Our biggest problem was that we all realized we had fifteen minutes to get back on the coach. Plenty of time--except it was imperative to get to Cadbury World and make purchases at the outlet store. We struggled to get there, and saw Penny just barely leaving as we arrived. I was irritated; she said, "Everyone needs to get on the coach!" like it was our fault we were the second tour. I stayed for five minutes and found communist quantities of chocolate I desperately hoped were nonexistent in America, just plain chocolate and a string of caramels. Amanda Poppe summed it up; "The looks on their faces on Christmas morning will convince them that I was ALWAYS their favorite sister." We ran back to the coach and realized our stress in line was unnecessary, as it was a short day anyway.

Our next stop was just as beautiful as Cadbury world; the seaside, at Brighton.

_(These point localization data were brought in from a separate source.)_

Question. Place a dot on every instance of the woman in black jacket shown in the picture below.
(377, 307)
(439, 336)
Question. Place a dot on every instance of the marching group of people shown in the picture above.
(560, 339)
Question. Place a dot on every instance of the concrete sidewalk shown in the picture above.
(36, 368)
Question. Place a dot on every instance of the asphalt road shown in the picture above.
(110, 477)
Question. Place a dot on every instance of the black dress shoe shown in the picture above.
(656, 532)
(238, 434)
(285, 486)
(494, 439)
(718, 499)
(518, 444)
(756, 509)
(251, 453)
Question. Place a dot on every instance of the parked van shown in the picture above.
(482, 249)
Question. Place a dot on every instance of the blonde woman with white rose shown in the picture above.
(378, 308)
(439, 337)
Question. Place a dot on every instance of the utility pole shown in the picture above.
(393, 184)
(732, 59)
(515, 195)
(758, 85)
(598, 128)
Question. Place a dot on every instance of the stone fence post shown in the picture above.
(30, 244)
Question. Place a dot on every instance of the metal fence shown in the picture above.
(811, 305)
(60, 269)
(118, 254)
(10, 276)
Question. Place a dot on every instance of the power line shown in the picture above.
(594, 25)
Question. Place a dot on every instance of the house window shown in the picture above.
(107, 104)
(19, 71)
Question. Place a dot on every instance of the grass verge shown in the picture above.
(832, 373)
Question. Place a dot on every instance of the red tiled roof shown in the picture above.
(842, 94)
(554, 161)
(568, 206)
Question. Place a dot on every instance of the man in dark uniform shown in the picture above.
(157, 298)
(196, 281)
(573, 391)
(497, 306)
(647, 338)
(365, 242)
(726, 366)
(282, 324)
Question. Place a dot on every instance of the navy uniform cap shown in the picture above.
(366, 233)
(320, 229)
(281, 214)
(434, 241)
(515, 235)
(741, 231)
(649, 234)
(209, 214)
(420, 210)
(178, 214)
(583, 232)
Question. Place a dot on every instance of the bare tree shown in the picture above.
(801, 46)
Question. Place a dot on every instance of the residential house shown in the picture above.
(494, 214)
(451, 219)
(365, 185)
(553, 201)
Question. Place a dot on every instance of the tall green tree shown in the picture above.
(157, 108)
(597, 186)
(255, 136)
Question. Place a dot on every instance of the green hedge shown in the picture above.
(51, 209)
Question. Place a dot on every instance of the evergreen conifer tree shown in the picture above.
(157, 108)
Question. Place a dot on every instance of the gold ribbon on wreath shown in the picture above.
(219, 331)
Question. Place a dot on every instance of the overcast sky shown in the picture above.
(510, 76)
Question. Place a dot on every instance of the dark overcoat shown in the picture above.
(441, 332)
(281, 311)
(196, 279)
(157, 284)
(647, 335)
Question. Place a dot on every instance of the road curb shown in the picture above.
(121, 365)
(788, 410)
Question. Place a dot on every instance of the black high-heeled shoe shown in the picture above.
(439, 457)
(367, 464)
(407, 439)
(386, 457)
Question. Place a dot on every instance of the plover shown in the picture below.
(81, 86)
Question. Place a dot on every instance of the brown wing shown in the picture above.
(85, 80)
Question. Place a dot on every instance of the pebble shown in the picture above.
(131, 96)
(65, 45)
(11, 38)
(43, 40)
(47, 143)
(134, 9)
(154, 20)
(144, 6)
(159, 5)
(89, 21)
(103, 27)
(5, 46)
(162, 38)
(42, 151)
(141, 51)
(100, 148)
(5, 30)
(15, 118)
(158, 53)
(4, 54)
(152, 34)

The pier had a full-out carnival/amusement park/casino arcade. None of us was interested in anything except finding a loo for the first twenty minutes, but we definitely got some great pictures, considered what rides we'd hit had we the money, and shrugged off the restaurant's outrageously priced fish and chips. Down at the beach, the kids from Utah (some of whom had never been to the ocean before), we slogged through the pebbly bars to the frothy tide, some ditching shoes and socks and rolling up pantlegs. I was so excited, even after a wave dowsed my shoes--it was the first time I'd ever been to the Atlantic, and I reveled in the cold sea so familiar to me. I even saved a pebble and stuck it in my Beatles bag. Such a beautiful day, and one we got to spend with the seagulls everywhere we went. Shame there was a gay parade out in front of the palace as we headed home to London. But five-pound night was destined to be a success.